Figure. 1964.

Oil on hardboard, measures 57 x 34 cm. Signed on the painting and on the back. Work in excellent condition.


The frontality and stasis of the female figure refers us to an ancient painting without going as far as primitivism or erudite reference... her hair is collected and covered by a cap, emphasizing the oval shape of the face, which is almost a mask . She shows the palm of one hand, while the other, raised, holds a rod. Everything becomes metaphysical in the symbolic world of Dučmelić. The perfect vertical lines manifest the search for formal perfection, not without unreality. Her dress, tight and short, displays a geometric texture of various colors. The geometry of the suit is repeated in the box in the upper right corner, which, together with the stick that the hand holds, forms a kind of banner or banner. In turn, the shape of this grid refers to the profile of her own head, like a strange reflection. As Rafael Squirru describes in the catalog for the 2001 exhibition at the Museum of Modern Art, “All his work is marked by mystery. Impeccable in his pictorial and drawing skills, his images seem to evoke lost worlds and undoubtedly remembered by his rich subconscious. It is a painting of great refinement where faces, brief figures of human beings or animals, suggest destinations as wonderful as that of Zdravko Ducmelic himself”. In his hieratic figures the timeless idea of art and the sacred persists.

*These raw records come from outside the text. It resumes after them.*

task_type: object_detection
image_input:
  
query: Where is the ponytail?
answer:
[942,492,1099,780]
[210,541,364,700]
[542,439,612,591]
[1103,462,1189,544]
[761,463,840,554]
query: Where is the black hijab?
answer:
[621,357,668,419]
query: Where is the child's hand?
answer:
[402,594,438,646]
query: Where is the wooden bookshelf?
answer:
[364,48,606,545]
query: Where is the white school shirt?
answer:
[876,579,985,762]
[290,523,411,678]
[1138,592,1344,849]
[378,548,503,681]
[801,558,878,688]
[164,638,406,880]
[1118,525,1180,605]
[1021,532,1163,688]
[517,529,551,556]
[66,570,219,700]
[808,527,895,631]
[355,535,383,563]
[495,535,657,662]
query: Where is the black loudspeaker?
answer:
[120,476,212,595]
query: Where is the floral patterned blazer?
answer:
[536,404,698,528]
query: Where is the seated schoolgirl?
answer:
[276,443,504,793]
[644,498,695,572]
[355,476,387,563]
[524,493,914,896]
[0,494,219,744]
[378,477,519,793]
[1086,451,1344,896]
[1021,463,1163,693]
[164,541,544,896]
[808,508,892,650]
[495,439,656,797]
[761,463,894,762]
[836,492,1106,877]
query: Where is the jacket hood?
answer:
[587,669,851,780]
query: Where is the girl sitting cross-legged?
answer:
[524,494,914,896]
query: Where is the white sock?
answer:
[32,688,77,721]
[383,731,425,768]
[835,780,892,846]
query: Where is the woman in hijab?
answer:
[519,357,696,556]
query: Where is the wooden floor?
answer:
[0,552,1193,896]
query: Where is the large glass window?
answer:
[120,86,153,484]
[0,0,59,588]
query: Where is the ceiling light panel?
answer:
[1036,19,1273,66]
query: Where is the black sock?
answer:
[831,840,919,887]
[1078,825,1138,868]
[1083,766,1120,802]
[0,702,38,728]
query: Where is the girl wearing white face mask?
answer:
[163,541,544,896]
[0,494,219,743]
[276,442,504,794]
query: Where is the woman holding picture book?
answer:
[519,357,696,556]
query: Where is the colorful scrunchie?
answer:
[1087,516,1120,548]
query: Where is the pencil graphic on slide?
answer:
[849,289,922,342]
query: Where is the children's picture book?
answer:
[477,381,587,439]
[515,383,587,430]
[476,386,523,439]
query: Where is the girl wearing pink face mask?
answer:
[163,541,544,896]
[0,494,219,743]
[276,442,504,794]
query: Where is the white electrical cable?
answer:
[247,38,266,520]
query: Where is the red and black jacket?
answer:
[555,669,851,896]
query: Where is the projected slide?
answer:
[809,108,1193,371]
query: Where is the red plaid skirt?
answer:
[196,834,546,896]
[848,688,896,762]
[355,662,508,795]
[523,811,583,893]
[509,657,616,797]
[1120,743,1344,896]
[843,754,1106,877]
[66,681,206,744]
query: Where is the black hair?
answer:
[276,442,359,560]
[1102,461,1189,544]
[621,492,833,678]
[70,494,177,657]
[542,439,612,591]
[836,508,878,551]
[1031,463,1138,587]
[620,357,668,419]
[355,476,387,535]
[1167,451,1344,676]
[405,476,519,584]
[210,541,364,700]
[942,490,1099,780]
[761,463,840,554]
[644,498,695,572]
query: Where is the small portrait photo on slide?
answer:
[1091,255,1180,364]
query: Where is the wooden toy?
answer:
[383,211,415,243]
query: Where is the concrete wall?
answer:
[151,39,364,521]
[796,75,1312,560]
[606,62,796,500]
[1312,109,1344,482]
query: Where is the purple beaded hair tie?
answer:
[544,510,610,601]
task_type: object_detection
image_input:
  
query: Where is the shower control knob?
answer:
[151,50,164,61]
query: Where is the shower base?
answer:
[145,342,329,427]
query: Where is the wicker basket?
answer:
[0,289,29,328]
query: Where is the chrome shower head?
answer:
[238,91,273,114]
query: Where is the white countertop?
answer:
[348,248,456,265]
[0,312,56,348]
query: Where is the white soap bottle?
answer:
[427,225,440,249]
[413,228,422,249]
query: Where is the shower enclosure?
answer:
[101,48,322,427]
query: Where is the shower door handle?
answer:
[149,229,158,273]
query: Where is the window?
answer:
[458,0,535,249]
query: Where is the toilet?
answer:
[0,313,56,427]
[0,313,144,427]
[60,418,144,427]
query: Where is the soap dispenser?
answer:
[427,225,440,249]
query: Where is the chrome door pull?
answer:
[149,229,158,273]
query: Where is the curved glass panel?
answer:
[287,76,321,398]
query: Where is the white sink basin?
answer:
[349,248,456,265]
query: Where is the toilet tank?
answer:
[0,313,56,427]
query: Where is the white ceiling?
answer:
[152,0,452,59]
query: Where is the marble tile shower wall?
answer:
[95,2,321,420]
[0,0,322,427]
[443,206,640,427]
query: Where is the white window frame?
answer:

Zdravko Dučmelić (Croatia, 1923- Buenos Aires, 1989), surrealist and symbolist painter of Croatian origin naturalized Argentine since 1958. He attended the Zagreb School, completing his studies in Rome and at the San Fernando Academy in Madrid. He arrived in our country after the war, in 1949, and settled in Mendoza, where he directed the art school of the National University of Cuyo. In 1982 he won the Santa Fe Government Acquisition Award at the LIX Santa Fe Annual Salon. He exhibited his paintings and drawings in Buenos Aires, Panama, London, Tokyo, Lima, Zagreb, Havana, Santiago de Chile, Ottawa, Beijing and Mexico. A self-portrait of his is in the Uffizi Gallery in Florence, Italy. He illustrated Eleven faces and a poem by Alberto Girri and Laberintos by Jorge Luis Borges, in the De Arte Gaglianone edition of 1983, to whom he was united by admiration and friendship.